Throughout the six-month program, the service will be free to the 10,000 employees in offices at Hall Park. While the initial fixed route is slightly less than a mile from Hall Park to shops and restaurants at The Star in Frisco—headquarters for the Dallas Cowboys—the driverless trip is more convenient than walking or hassling with a car.
Since testing is a combination of exposing vehicles to different traffic conditions and gaining passenger trust, the first stage of the program includes a human in the driver’s seat who can immediately take the wheel if a problem occurs. In the second stage, the human sits in the passenger seat and casually answers any questions passengers may have, and the final stage allows artificial intelligence to drive solo with the aid of a remote operator if necessary.

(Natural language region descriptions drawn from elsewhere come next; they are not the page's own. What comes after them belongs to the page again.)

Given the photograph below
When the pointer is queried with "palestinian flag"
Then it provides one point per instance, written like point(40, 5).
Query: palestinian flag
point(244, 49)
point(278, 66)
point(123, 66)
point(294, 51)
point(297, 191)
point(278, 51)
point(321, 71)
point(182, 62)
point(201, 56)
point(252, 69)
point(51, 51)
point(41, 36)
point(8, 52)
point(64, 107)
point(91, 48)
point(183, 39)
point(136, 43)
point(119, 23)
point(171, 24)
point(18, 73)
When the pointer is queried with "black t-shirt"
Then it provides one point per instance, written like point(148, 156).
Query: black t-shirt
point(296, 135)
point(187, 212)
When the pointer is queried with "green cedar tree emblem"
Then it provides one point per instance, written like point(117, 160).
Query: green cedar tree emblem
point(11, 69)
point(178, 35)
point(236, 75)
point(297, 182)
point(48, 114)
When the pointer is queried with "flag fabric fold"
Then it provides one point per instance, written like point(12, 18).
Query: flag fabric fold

Passengers can schedule rides via a smartphone app.
Though Drive.ai is funding the program, it’s made possible by public and private partnerships among members of the recently organized Frisco Transportation Management Association, which includes Drive.ai, the Denton County Transportation Authority, the City of Frisco, Hall Park, The Star in Frisco, and Frisco Station.
James Cline, president of the Denton County Transportation Authority, told the Dallas Morning News that he believes self-driving vehicles have a place in public transportation and mobility. Whether that role is transporting people on that last mile from a bus stop to their house or replacing buses entirely remains to be seen.
From driverless buses to autonomous cars and trucks, the potential for vehicles driven by artificial intelligence is endless. In progressive metro areas like North Texas, the availability of driverless public transportation could be a bargaining tool for attracting more businesses and skilled employees. Since driver error causes traffic accidents, driverless vehicles may prove to be the safest transportation option.
“These autonomous vehicles never look at their phone; they never take a drink; and they're always awake," Cline said in the Dallas Morning News report.